LPJ Dana Desa Bakal Dibuat Sederhana

LPJ Dana Desa Bakal Dibuat Sederhana

Berdesa.com – Kabar baik buat Kepala Desa dan para perangkatnya. Agar program dana desa lancar tanpa kendala, Presiden Republik Indonesia Joko Widodo baru-baru ini meminta agar sistem pelaporan dana desa dilakukan dibuat sesederhana mungkin. Ini dilakukan agar kepala desa tidak terbebani persoalan administrasi sehingga bisa fokus menjalankan program-program pembangunan desa.

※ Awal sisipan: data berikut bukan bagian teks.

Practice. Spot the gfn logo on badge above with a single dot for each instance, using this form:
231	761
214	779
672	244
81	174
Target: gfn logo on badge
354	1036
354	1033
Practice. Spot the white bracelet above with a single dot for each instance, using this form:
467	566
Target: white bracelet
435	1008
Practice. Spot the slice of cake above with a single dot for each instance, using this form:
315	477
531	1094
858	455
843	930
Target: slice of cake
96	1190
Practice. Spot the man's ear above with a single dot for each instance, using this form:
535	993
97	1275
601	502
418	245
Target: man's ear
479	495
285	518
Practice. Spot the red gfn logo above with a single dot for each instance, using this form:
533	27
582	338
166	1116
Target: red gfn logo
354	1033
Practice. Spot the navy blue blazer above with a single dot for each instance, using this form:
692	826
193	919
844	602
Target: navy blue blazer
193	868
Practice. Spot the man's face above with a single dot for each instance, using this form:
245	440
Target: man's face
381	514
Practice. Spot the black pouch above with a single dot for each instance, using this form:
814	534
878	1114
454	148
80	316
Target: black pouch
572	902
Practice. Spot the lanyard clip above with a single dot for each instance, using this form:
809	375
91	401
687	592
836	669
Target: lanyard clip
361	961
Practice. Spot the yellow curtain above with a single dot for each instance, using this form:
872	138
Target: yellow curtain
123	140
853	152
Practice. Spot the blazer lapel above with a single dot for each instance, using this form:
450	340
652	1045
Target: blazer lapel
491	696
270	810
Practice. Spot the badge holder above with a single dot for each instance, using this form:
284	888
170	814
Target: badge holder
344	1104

Seruan ini disampaikan Joko Widodo dalam rapat Optimalisasi Lapangan Kerja di Desa di Jakarta, baru-baru ini. Presiden menekankan hal itu karena hingga saat ini masih masih banyak perangkat desa mengeluhkan rumitnya sistem pelaporan terutama pertanggungjawaban administrasi dana desa. Sehingga menciptakan beban tersendiri bagi kepala desa beserta seluruh perangkatnya. Karena terlalu rumit pula sehingga banyak perangkat desa yang kehabisan banyak waktu dan biaya hanya karena menyusun laporan.

Jokowi ingin jangan sampai kerumitan administrasi malah menghambat pemanfaatan dana itu. BUkan rahasia lagi, ada banyak desa yang enggan memanfaatkan program atau dana karena sistem yang rumit dalam pelaporannya. Padahal sesungguhnya sistem itu bisa dibuat sesederhana mungkin sehingga desa bisa lebih optimal menjalankan program dqan bukannya sibuk ngurus pelaporan.

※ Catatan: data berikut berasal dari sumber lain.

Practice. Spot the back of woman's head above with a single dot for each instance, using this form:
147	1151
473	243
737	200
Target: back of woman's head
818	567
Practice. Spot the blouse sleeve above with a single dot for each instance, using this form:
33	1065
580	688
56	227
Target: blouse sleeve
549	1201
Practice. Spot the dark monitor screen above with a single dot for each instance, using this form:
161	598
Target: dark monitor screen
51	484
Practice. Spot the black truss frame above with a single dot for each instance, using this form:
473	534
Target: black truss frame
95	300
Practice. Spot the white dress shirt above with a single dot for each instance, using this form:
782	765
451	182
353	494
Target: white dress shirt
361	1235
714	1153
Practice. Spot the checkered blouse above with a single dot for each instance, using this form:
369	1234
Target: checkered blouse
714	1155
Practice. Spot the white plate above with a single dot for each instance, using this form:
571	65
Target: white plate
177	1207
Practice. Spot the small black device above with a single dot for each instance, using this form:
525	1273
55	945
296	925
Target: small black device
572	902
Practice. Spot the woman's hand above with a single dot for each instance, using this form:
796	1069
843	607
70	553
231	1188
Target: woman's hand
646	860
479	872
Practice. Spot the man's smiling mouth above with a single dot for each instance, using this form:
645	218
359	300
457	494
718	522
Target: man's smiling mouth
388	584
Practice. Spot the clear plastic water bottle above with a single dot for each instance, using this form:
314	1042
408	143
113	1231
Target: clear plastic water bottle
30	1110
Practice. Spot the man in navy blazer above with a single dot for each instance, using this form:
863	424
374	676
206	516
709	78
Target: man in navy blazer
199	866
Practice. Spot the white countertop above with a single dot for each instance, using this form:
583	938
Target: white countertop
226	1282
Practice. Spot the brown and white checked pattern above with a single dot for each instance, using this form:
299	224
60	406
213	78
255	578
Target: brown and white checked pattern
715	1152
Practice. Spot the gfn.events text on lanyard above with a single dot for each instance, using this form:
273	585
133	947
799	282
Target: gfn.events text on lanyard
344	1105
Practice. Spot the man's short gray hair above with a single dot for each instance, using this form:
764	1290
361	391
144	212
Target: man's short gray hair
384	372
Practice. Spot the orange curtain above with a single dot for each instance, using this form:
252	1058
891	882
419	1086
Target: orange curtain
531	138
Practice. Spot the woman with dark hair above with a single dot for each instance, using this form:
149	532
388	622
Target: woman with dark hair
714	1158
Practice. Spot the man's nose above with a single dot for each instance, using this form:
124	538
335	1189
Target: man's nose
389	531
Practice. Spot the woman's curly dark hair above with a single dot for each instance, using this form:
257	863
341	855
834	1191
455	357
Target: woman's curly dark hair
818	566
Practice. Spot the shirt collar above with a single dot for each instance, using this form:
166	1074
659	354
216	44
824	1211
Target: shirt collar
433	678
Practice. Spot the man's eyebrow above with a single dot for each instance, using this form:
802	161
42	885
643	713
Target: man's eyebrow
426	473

Tetapi meski laporannya disederhanakan, Presiden meminta agar kontrol atau pengawasan baik dari BPKP maupun lembaga pengawasan yang lain juga tetap diperkuat. Menjadi sederhana bukan berarti membuat semua proses menjadi mudah.

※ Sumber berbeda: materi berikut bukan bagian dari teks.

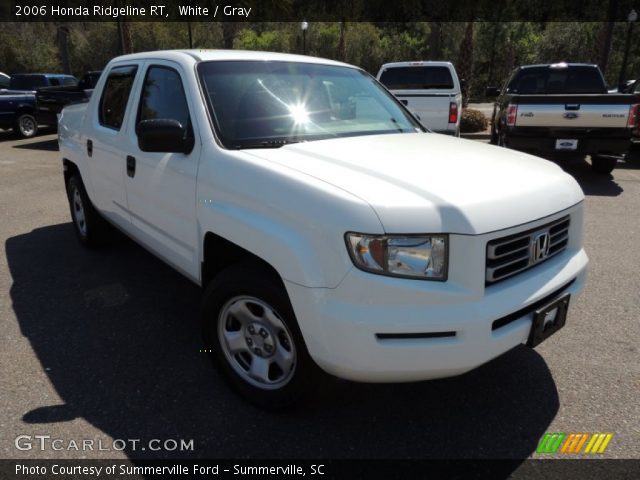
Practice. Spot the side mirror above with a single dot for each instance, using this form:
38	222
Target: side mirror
492	92
163	135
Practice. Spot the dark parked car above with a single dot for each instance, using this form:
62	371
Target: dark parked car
17	111
51	100
18	103
563	110
30	82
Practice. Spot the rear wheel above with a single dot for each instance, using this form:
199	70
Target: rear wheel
603	165
251	330
91	229
26	125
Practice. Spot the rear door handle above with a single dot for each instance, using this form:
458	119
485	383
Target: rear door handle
131	166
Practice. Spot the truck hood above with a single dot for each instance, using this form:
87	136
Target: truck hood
420	183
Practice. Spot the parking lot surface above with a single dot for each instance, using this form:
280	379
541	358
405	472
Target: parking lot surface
105	345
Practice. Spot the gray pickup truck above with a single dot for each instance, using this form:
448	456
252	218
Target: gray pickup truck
563	110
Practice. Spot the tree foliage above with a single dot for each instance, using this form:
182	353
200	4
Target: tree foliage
488	53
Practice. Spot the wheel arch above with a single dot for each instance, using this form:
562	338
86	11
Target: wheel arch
219	253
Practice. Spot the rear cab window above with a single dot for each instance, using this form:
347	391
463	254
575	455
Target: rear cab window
163	96
545	80
417	78
27	82
115	96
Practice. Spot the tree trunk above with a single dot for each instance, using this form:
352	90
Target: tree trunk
229	31
342	48
465	63
435	41
605	36
63	48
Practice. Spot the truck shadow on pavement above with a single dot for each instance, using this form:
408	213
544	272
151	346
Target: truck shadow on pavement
116	332
592	183
44	145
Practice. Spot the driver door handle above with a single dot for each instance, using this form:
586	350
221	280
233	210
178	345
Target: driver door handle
131	166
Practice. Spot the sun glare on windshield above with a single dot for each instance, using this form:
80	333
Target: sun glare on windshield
299	113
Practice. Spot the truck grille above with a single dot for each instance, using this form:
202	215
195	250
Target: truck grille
507	256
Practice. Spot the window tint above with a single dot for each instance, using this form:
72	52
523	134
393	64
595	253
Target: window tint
546	80
163	96
416	78
27	82
69	81
115	96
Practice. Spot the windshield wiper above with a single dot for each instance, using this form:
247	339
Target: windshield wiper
264	144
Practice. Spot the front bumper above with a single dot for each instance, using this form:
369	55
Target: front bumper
380	329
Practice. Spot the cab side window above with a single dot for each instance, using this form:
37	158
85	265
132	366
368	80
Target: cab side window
163	97
115	96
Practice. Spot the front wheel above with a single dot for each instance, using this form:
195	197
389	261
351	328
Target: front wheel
252	335
26	125
603	165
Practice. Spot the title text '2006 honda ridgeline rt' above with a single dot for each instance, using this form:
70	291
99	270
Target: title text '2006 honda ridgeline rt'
329	230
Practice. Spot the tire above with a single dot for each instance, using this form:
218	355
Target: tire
91	229
251	333
603	165
26	126
502	140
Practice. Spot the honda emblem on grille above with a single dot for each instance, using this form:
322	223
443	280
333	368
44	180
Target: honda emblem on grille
540	247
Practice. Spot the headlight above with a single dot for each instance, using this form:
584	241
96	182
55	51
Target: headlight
412	256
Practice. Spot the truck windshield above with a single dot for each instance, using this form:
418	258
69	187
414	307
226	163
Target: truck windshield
258	104
549	80
417	78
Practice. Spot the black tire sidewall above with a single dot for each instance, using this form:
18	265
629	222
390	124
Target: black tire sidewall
19	129
603	165
257	282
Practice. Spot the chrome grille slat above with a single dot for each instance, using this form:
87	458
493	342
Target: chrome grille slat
510	255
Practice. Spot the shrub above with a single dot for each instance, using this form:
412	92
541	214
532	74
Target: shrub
473	121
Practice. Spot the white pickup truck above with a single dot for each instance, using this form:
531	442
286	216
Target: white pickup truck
429	89
329	230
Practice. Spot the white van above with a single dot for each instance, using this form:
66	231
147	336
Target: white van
431	90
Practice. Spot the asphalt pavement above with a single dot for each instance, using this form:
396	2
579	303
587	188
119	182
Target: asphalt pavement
105	344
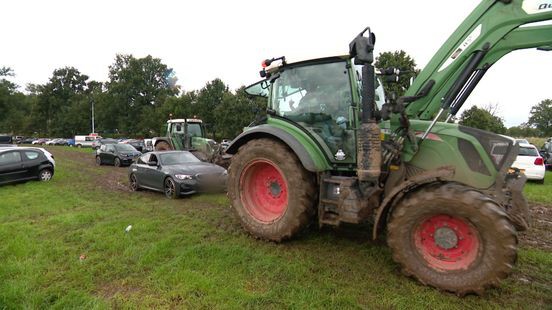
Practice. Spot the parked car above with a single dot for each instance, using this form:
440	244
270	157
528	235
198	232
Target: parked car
137	144
19	164
18	139
225	143
176	173
99	142
530	162
85	141
53	141
116	154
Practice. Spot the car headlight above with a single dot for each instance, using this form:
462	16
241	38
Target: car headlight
183	176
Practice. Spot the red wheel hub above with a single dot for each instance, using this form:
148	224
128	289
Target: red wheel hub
447	242
264	190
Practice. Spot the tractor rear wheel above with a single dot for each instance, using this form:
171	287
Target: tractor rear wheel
271	192
453	238
163	146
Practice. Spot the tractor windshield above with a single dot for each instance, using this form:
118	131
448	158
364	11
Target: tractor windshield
318	97
195	130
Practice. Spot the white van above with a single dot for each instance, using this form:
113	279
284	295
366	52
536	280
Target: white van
85	141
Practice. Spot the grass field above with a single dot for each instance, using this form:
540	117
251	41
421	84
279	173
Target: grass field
63	245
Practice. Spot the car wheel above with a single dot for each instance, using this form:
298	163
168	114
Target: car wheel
170	188
134	183
45	175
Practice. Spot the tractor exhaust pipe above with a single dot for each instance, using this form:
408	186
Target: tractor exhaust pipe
368	142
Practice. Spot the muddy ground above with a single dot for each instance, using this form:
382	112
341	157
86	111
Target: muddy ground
112	178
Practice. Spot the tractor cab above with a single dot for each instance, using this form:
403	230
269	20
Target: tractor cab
322	97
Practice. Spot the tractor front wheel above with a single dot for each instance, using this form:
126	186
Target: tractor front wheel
271	192
453	238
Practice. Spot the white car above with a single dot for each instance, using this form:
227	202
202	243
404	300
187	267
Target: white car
530	162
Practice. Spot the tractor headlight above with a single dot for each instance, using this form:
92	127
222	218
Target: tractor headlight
183	176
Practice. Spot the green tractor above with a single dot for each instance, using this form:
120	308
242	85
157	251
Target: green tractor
334	150
188	135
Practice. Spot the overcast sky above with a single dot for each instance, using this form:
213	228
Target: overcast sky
203	40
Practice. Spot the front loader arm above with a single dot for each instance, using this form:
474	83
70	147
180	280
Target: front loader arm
488	33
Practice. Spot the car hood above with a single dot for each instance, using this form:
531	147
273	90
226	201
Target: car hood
194	168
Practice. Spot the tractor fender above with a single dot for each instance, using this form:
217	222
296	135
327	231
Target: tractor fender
445	173
264	131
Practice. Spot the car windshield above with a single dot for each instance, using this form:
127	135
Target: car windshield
125	148
528	151
179	158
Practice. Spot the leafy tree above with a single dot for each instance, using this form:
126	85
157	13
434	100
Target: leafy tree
483	119
540	117
399	60
136	88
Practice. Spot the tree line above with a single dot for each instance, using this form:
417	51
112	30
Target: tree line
140	95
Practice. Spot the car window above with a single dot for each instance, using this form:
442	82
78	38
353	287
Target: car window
528	151
144	159
10	157
30	155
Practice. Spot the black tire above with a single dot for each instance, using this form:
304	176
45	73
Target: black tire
45	174
169	188
483	263
133	183
297	207
163	146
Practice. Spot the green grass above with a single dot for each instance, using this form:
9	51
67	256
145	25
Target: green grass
192	253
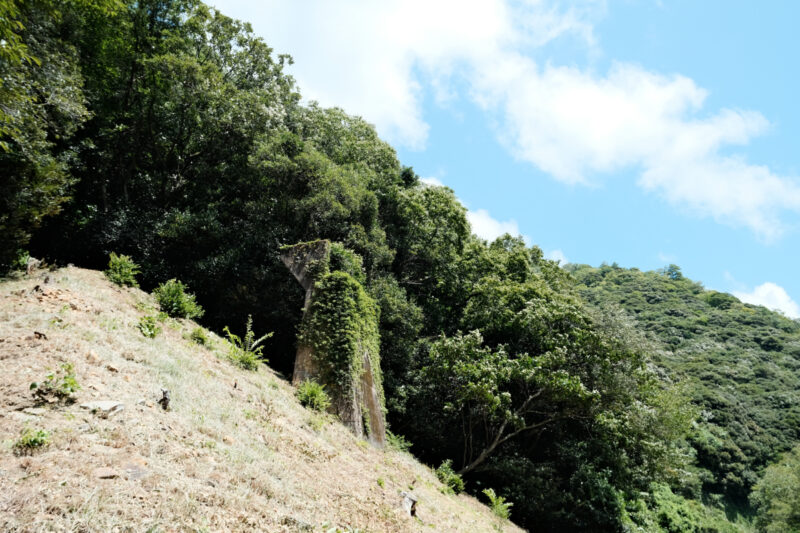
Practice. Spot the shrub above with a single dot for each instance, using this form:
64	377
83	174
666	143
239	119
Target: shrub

Sementara itu Menteri Koordinator Pembangunan Manusia dan Kebudayaan Indonesia (Menko PMK) Puan Maharani mengatakan, dana desa mulai 2018 akan digunakan lebih banyak untuk program-program padat karya di 100 kabupaten. Program Padat Karya bakal dimulai Januari 2018 termasuk pola pemanfaatan dana desa secara swakelola.

Untuk mendorong program padat karya ini bahkan bakal dikeluarkan Surat Keputusan Bersama 4 Menteri, yaitu Menteri Keuangan, Kementerian Perencanaan Pembangunan Nasional/Badan Perencanaan Pembangunan Nasional (Bappenas), Menteri Dalam Negeri, serta Kementerian Desa, Pembangunan Daerah Tertinggal dan Transmigrasi (Kemendes PDTT) yang isinya mendukung jalannya Program Padat Karya.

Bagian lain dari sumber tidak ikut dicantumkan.